Back From Sabbatical … Think Outcomes!

While on a sabbatical this summer it was a privilege to attend a seminar on church leadership in Minneapolis with aspects relating to multiple staff situations.  Yes, I went with Jason Johnson … but that is a longer story.  The course was taught by a former Alban Institute presenter.  While I listened I was intrigued by one concept in particular:  INPUTS vs OUTPUTS vs OUTCOMES.

All of us have lines of accountability.  It could be to our spouse if we are married or an employer if we are working a typical job.  Church ministry is significantly different.  Lines can get messy because we are within the same family, so to speak.  We become part of a covenant community, which is to be full of love and acceptance (hopefully), yet to pass down expectations and hold people accountable for responsibilities left unfulfilled are often difficult steps.

If we are ministers, we feel we are accountable to God.  True enough, but within our Baptist structures every minister is to be accountable to others as well – to be specific that is usually a church board.

Now boards and churches often set forth vision statements and work toward goals.   Too often those are considered relating to aspects of what a new ministry will cost and what will be the return in the near future.  These are often short-sighted attempts to increase giving or attendance with hopes of more immediate results within the given year.  There is nothing necessarily wrong with this work, in fact it is important, but an aspect is often missed.

INPUTS are what something costs, efforts that are put into a project, or the calculated time needed by volunteers or employees to get something off the ground.  OUTPUTS are anything that can be counted after the ‘inputs’ are made.  These results may mean more contributions financially, number of baptisms, greater attendance on Sundays or youth events, or an increased number of ministries being performed.

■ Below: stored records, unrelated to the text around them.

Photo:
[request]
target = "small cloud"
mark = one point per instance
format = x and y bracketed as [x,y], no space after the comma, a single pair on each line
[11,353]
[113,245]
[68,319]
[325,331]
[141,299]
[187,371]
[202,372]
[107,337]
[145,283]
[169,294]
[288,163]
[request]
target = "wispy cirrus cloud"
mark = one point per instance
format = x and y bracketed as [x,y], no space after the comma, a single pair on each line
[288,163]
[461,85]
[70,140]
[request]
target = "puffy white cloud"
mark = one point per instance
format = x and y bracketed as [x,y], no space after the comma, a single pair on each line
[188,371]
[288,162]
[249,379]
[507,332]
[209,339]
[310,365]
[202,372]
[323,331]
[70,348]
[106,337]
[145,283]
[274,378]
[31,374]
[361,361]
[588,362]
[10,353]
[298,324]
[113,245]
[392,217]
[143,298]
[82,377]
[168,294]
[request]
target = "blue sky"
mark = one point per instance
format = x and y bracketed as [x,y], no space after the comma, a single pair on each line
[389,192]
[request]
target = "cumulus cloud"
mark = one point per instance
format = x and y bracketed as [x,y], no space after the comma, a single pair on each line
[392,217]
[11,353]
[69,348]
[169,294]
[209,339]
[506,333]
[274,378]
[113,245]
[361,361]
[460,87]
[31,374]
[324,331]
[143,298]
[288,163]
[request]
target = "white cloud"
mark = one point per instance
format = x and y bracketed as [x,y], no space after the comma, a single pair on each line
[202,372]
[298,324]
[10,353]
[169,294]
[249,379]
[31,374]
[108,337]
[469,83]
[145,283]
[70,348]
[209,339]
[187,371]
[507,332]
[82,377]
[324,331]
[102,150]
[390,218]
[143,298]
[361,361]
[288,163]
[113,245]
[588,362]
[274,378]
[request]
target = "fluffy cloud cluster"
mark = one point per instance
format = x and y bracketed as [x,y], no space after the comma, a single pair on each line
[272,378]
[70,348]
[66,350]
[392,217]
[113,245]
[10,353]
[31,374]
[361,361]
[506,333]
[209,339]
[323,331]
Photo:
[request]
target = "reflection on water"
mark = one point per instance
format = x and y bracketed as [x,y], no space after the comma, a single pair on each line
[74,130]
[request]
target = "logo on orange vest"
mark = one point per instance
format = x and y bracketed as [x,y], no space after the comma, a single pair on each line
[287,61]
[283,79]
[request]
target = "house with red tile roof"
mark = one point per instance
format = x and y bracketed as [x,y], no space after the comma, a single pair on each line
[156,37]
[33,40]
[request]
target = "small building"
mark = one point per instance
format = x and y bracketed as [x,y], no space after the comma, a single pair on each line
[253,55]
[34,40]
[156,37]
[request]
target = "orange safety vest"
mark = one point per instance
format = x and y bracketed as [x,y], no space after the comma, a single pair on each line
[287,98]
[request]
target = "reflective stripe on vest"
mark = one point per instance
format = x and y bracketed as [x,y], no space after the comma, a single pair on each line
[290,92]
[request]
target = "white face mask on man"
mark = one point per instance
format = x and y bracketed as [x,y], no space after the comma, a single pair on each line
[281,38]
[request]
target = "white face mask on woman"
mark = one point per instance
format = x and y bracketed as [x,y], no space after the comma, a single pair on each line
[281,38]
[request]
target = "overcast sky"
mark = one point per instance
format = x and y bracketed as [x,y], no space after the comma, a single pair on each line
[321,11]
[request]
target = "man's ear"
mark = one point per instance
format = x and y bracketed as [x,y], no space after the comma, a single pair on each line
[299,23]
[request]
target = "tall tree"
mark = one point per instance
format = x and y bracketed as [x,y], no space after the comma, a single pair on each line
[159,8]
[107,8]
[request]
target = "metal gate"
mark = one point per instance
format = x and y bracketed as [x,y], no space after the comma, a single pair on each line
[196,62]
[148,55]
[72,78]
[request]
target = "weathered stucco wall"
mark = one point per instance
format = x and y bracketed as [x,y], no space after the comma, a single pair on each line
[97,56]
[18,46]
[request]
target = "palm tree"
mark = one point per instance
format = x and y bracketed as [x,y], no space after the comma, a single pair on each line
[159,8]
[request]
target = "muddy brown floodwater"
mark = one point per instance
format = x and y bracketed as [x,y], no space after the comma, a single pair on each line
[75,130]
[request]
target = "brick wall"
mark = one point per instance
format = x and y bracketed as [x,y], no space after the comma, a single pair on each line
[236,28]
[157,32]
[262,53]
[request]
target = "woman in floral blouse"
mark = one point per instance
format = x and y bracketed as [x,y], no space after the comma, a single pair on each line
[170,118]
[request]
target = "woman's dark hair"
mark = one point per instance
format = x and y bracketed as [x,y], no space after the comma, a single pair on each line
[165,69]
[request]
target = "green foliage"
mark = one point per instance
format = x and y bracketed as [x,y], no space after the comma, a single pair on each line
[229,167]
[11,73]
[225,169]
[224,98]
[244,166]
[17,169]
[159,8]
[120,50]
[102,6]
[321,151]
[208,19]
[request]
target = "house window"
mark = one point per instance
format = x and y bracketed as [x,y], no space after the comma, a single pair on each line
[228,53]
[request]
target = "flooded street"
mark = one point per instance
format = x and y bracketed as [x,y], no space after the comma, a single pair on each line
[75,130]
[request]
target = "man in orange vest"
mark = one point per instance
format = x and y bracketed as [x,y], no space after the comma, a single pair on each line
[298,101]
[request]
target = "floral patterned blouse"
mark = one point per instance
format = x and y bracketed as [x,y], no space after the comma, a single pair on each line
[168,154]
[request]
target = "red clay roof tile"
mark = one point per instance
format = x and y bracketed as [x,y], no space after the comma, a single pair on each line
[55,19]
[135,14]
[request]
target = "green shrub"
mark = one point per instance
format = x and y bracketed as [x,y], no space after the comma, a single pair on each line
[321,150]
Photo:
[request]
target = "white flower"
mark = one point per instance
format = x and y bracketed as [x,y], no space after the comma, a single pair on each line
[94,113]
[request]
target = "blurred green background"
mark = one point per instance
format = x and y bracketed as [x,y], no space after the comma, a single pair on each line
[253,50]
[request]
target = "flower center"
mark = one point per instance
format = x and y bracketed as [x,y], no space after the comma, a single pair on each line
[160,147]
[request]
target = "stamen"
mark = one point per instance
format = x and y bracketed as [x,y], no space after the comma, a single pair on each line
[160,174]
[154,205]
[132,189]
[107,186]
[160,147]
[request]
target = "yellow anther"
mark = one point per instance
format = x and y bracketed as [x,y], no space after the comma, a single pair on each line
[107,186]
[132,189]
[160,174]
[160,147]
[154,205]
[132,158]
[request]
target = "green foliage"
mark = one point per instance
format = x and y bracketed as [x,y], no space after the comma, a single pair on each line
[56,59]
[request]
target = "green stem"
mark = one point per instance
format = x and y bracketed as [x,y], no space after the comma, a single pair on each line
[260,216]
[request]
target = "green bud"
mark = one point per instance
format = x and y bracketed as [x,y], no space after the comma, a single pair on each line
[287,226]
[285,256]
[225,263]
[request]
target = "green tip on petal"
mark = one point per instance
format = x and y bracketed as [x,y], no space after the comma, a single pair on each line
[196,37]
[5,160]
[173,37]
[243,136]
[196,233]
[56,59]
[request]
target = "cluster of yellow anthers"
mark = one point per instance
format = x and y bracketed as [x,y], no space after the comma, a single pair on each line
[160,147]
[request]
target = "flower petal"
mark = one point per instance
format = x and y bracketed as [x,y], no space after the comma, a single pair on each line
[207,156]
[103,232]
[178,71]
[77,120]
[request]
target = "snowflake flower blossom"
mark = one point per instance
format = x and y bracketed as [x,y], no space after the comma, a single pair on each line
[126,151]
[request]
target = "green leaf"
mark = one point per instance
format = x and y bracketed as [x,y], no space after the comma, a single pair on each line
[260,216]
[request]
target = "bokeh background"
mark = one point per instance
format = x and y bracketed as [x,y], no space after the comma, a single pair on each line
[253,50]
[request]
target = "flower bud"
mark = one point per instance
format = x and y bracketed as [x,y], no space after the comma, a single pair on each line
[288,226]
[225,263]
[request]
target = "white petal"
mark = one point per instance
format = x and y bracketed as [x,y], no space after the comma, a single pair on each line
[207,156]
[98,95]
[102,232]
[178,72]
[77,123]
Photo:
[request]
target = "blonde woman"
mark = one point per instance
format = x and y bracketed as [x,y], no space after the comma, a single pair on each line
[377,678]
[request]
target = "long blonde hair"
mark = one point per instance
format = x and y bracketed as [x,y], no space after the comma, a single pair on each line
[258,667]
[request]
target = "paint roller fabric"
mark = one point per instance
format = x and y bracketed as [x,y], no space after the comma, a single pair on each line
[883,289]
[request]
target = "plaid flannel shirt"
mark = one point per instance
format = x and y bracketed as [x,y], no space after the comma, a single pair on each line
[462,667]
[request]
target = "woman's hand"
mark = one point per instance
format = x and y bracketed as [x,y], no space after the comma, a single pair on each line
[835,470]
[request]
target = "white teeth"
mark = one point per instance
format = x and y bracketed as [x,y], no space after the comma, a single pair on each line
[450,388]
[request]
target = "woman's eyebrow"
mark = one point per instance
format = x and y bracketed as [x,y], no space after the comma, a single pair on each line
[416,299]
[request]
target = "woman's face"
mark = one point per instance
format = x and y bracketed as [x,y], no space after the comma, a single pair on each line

OUTCOMES are really what is beyond what can be counted but what is hoped for on a deeper level, in other words, ‘what is really important’.  A deeper love for Jesus, a greater sense of family within the church as a whole, an unfulfilled hunger for God’s Word, commitment to living a crucified life – giving up everything to follow Jesus … these are the incalculable treasures we desire for our people and in our pastors.

Jesus would say, “Seek first the Kingdom of God and all these things will be added unto you.”  We cannot place a numerical value on the depth of one’s soul in seeking God.  We cannot easily determine the level to which someone practices denying themselves.

The better work of the church today is by those who first understand the desired ‘outcomes’ and then work backwards to determine the ‘inputs’ and desired ‘outputs’.  To sit in a church business meeting and in the moment thinking of someone uninvolved and suggesting them to be up for an elected position is often done by thinking only of an ‘output’.  It is getting someone on a list of candidates to filling a position, as if the goal was to complete the list rather than thinking of the big picture ‘outcome’.